While a caption at the top of the show makes clear that “some scenes, characters and text messages have been dramatised” in Power, it’s a largely by-the-book affair, one informed by court evidence and extensive interviews with the Sun journalists who first reported the story, as well as the then teenager to whom he paid £35,000 in exchange for sexual images and videos. Here, the teenager is named Ryan (played with skittish naivety by Osian Morgan), who connects with Edwards at the prompting of another teenager he meets on a dating site. That teenager is Alex Williams (played by Joseph Loane), who was already exchanging pornographic material with Edwards over WhatsApp – Williams was later handed a 12-month suspended sentence for possessing and distributing images of child sex abuse, including to Edwards.
Power depicts Edwards as a prickly and aggressive benefactor to a confused teenager, sending him gifts and buying him hotel stays. Edwards’s emotions can turn on a dime. He chastises Ryan’s grammar, throws a strop when asked about his relationship to his sexuality, and is quick to weaponise his fame and status whenever he feels cornered: “Earn your keep and know your f***ing place,” he shouts down the phone. Reporters at The Sun are included to relay drab exposition and the legal ins and outs of investigative journalism (it’s very “Spotlight for Dummies”), while Williams is nothing if not a horror movie-style paedophile, sitting alone at his computer screen and cast in moody shadow, transferring photos to Edwards while dramatic music plays.
It’s all, weirdly, a bit silly – the sordid details of this saga meshing uneasily with the demand to make Power entertaining television. A handful of moments seem included solely for the giggles they might inspire, from Edwards limply encouraging Ryan to call him “daddy”, to Ryan’s horrified stepfather exclaiming, “You’re telling me f***ing Huw Edwards off the telly is gay for Ryan?” Hilarious! But this is, fundamentally, a story about men sending and receiving images of children being sexually abused. It requires a sensitivity that Power occasionally gestures to, but can’t sustain for the entirety of its 90-minute runtime.

In his statement this week, Edwards expressed sorrow for his involvement with Williams and reiterated that he had pleaded guilty to his crimes. But he notably didn’t express sorrow for his interactions with the 17-year-old, while stating that he is “making an effort to produce my own account of these terrible events”. Which is just what we need. He also claimed he wasn’t given enough time by Power’s production company to comment on the show (a caption at the end of the programme reads that Edwards “declined”), while calling into question the legality of its existence. “It is difficult to see how this approach can be considered remotely responsible or fair, or be in compliance with key sections of the Ofcom code on broadcast standards,” he wrote. (In its own statement, Channel 5 said: “Power: The Downfall of Huw Edwards is based on extensive interviews with the victim, his family, the journalists who revealed his story, text exchanges between the victim and Edwards, and court reporting. It has been produced in accordance with Ofcom’s broadcasting code. All allegations made in the film were put to Huw Edwards via his solicitors six weeks before transmission.”)

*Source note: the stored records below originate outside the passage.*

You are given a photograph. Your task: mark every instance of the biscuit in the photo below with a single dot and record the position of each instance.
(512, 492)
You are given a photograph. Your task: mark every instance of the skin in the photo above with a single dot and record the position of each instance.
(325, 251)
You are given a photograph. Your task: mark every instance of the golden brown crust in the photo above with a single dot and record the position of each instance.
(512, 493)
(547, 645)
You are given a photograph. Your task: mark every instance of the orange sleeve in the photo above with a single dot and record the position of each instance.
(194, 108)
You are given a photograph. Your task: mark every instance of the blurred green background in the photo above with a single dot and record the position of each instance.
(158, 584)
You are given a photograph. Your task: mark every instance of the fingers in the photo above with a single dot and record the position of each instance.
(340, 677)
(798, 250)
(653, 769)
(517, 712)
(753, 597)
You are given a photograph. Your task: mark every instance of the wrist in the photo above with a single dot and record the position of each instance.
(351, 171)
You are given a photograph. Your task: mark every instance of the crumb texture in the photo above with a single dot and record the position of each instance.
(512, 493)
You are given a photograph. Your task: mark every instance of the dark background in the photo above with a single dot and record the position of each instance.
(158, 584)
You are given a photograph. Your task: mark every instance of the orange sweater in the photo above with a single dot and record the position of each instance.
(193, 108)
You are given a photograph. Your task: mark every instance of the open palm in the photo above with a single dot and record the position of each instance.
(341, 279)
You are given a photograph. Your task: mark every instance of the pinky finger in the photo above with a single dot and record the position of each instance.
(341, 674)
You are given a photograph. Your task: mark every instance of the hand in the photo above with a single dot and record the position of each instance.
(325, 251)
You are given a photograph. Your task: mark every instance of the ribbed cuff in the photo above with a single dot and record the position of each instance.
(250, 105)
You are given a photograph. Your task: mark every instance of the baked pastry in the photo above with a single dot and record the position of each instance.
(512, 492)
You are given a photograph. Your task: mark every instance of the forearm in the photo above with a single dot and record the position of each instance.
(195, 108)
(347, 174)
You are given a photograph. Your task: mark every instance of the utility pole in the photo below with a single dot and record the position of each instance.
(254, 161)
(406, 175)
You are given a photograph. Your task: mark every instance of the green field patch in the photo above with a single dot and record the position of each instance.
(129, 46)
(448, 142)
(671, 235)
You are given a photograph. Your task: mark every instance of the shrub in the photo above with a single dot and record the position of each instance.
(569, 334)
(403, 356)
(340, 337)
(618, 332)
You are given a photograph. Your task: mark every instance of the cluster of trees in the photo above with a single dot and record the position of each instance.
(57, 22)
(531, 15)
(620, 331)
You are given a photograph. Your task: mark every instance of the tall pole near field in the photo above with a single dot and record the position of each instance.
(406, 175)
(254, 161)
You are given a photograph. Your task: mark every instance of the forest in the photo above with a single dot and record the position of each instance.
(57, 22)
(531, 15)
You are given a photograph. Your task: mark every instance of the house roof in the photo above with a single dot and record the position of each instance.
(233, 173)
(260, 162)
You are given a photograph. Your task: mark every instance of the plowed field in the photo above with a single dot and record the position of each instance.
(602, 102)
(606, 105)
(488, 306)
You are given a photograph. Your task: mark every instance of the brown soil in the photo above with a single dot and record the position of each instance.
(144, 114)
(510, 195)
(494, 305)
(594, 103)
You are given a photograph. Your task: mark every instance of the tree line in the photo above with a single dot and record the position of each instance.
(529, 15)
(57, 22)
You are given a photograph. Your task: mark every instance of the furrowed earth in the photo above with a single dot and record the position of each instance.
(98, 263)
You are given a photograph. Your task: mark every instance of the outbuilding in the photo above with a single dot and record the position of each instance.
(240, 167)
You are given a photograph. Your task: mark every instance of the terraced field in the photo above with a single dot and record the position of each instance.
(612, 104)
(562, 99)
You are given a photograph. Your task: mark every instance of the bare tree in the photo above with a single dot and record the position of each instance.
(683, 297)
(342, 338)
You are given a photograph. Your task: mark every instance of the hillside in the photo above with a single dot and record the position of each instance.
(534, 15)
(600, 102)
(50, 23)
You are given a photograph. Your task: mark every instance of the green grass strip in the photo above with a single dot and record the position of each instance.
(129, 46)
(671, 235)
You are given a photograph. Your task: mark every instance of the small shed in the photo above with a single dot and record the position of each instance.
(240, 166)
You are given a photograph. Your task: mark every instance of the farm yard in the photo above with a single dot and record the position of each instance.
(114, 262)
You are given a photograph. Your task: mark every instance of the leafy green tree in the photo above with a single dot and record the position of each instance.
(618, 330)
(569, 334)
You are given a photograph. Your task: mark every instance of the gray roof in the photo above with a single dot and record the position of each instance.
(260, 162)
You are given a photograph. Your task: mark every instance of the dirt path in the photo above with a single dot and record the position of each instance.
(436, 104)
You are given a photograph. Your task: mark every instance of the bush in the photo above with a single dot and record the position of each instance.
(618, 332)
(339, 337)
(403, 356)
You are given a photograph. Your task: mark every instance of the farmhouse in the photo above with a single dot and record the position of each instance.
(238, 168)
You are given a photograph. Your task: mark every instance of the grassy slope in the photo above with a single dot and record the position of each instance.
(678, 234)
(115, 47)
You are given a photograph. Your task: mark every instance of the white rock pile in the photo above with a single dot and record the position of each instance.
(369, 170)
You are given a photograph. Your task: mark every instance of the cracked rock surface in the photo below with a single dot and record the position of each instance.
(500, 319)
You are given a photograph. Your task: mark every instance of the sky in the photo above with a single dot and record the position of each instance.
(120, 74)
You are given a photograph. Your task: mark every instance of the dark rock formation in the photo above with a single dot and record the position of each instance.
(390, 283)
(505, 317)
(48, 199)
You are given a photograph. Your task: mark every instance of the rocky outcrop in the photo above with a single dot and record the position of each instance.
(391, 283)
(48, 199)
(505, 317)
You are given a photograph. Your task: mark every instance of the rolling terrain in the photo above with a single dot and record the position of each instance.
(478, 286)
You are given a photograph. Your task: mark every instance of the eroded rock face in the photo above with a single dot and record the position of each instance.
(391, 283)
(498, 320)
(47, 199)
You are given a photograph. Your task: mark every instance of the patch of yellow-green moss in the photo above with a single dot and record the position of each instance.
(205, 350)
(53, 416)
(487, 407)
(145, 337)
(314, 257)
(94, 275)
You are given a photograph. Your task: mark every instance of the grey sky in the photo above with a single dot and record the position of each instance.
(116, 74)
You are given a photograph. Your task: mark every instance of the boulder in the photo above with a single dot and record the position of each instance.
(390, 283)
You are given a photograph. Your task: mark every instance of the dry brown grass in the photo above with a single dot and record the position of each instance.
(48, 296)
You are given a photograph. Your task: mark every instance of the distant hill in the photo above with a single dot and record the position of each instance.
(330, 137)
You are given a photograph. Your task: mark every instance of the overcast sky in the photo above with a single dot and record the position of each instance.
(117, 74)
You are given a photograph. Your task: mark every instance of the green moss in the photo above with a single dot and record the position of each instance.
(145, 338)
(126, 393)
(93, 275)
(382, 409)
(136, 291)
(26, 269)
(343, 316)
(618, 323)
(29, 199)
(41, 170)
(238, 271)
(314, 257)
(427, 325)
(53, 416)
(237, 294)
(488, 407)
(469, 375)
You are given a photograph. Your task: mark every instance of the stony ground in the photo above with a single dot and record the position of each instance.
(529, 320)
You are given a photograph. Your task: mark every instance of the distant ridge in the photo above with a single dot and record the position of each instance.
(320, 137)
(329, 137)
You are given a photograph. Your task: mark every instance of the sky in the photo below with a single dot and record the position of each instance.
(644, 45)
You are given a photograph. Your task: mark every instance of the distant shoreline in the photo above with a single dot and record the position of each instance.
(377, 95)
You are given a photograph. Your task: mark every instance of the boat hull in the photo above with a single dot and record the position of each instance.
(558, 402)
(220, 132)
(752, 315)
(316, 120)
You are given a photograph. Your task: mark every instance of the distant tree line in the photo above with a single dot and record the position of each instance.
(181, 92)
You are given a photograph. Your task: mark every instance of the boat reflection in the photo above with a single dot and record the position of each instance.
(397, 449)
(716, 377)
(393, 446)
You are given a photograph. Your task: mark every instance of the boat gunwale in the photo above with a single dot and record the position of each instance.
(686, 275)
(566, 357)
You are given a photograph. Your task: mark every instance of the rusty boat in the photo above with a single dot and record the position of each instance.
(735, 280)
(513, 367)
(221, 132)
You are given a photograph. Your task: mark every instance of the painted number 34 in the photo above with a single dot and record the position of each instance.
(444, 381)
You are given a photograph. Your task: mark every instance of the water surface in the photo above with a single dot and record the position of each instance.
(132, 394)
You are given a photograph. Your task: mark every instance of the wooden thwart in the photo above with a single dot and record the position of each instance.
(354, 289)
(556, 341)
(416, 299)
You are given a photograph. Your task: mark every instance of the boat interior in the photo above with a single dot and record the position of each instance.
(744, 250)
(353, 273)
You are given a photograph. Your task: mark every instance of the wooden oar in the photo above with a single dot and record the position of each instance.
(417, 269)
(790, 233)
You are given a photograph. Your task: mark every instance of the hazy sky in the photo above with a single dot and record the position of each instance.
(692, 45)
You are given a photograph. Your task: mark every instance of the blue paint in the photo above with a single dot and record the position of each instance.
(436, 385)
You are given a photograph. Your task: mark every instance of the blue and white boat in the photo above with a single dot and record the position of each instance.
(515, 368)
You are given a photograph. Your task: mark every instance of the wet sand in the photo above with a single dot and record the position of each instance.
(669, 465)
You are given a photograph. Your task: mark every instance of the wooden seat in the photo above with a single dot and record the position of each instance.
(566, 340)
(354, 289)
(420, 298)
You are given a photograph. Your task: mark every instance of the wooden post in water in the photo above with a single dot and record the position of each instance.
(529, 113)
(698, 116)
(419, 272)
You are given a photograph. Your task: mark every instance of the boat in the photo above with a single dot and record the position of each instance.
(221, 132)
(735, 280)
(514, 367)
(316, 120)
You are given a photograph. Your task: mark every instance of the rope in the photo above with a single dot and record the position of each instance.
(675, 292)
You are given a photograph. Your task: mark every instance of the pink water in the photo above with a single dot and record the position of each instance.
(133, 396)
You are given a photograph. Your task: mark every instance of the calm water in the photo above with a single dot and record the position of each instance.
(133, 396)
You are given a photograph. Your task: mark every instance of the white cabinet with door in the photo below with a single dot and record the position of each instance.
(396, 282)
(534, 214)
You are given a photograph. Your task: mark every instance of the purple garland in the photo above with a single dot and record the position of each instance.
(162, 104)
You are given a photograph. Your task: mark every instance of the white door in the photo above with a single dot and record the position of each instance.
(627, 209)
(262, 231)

But the back and forth, and Edwards’s claim to have “his side” of the events, leaves the story suddenly feeling unfinished, or at least more icky than it is already. And you can’t help but wonder what the use is of shows like this, which sift through publicly available information but can’t (or won’t) place it in a wider context or do anything beyond relay the facts – all for an audience asked to gasp and be disgusted. A quality Martin Clunes performance or not, it just doesn’t seem worth it.